Topics: American Archaeology

American Archaeology

Archaeology of the Americas

The archaeology of the Americas is the study of the archaeology of North America, Central America (or Mesoamerica), South America and the Caribbean. This includes the study of pre-historic/Pre-Columbian and historic indigenous American peoples.

Archaeological time periods

One of the most enduring classifications of archaeological cultures was established in Gordon Willey and Philip Phillips' 1958 book Method and Theory in American Archaeology. They divided the archaeological record in the Americas into five phases. These are:

* The Lithic stage, defined initially as a big-game hunting adaptation. In most places, this can be dated to before 8000 BC. Examples include the Clovis culture, Folsom tradition and Paleo-indian groups.

* The Archaic stage, defined as cultures relying primarily on increasing intensive collecting of wild resources, after the decline of the big game hunting lifestyle. Typically Archaic cultures can be dated from 8000 BC to 1000 BC. Representative examples include the Arctic small tool tradition, the Poverty Point culture and the Chincharro culture.
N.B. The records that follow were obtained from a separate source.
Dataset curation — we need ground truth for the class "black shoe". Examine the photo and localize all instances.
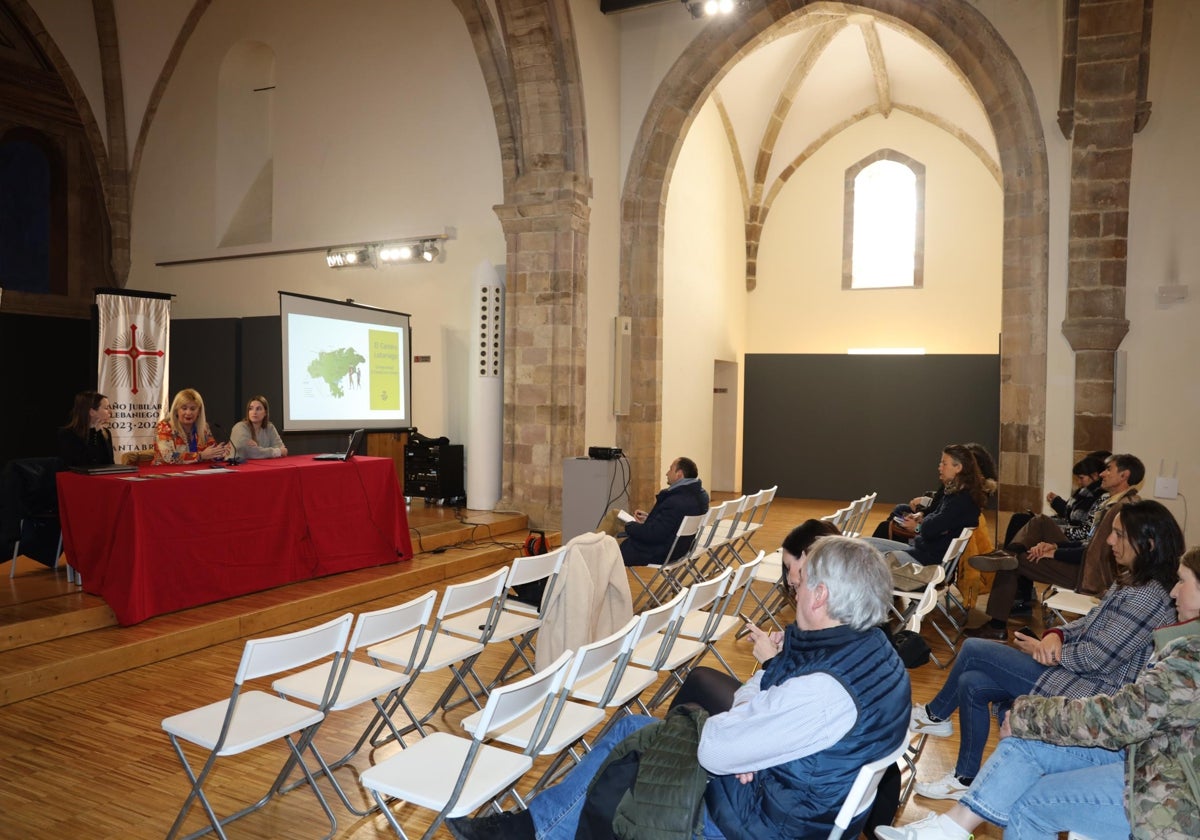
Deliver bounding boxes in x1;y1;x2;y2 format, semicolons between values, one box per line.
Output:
962;623;1008;642
967;548;1016;571
446;809;534;840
* The Formative stage, defined as "village agriculture" based. Most of these can be dated from 1000 BC to AD 500. Examples include the Dorset culture , Zapotec culture, Mimbres, Olmec, and Mississippian cultures.
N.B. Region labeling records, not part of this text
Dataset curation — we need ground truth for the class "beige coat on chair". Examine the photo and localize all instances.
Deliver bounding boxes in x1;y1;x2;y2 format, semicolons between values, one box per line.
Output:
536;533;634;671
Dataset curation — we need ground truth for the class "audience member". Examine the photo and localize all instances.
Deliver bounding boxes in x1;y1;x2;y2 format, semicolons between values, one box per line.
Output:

* The Classic stage, defined as "early civilizations," and typically dating from AD 500 to 1200. Willey and Phillips considered only cultures from Mesoamerica and Peru to have achieved this level of complexity. Examples include the early Maya and the Toltec.
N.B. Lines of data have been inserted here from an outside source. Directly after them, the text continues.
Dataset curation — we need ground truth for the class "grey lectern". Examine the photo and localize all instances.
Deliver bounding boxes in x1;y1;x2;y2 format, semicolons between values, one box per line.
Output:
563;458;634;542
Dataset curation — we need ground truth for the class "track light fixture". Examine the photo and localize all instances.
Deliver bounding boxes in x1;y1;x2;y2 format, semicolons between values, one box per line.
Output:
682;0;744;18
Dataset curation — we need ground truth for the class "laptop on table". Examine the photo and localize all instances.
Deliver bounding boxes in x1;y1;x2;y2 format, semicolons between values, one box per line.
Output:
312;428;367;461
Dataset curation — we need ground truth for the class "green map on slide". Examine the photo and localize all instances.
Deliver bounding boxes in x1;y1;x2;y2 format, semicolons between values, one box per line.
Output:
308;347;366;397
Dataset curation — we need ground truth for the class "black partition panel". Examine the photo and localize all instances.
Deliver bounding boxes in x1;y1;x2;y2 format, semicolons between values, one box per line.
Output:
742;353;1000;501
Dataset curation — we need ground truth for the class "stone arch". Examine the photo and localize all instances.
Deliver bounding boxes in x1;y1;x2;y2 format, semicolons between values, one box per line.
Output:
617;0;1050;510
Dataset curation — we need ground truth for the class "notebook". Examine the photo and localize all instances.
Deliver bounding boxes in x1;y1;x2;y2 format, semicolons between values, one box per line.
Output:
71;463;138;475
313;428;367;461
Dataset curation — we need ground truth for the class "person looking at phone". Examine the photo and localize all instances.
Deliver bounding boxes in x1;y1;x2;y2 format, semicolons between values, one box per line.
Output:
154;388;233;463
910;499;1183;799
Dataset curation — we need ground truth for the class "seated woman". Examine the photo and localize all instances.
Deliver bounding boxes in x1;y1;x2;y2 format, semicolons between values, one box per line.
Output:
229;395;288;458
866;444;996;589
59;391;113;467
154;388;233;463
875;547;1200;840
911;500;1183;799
* The Post-Classic stage, defined as "later prehispanic civilizations" and typically dated from AD 1200 onward. The late Maya and the Aztec cultures were Post-Classic.

Since these simplistic periods were defined, numerous regional and sub-regional divisions have been created to break up the cultural landscape through time and space. Later archaeologists recognized that these linear stages did not adequately correspond to the cultural variation that existed in different locations in the Americas. Although the Formative/Classic/Post-Classic distinction is still used in the archaeology of Mesoamerica (see Mesoamerican chronology), this division has been replaced in most of North America by more local classifications. Also see Sociocultural evolution.

Archaeology in the United States

In the United States, physical anthropology and archaeological investigations based on the study of human remains are complicated by the Native American Graves Protection and Repatriation Act, (NAGPRA), which provides for the bodies of Native Americans and associated grave goods to be turned over to the recognized tribal body most legally affiliated with the remains. In some cases, notably, that of Kennewick Man, these laws have been subject to close judicial scrutiny and great intellectual conflict.

Humans in the Americas

Models of migration to the New World address the central question of when and how humans reached the Americas. The earliest definite human peoples visible in the archaeological record throughout the Americas are today known as the Paleo-Indians.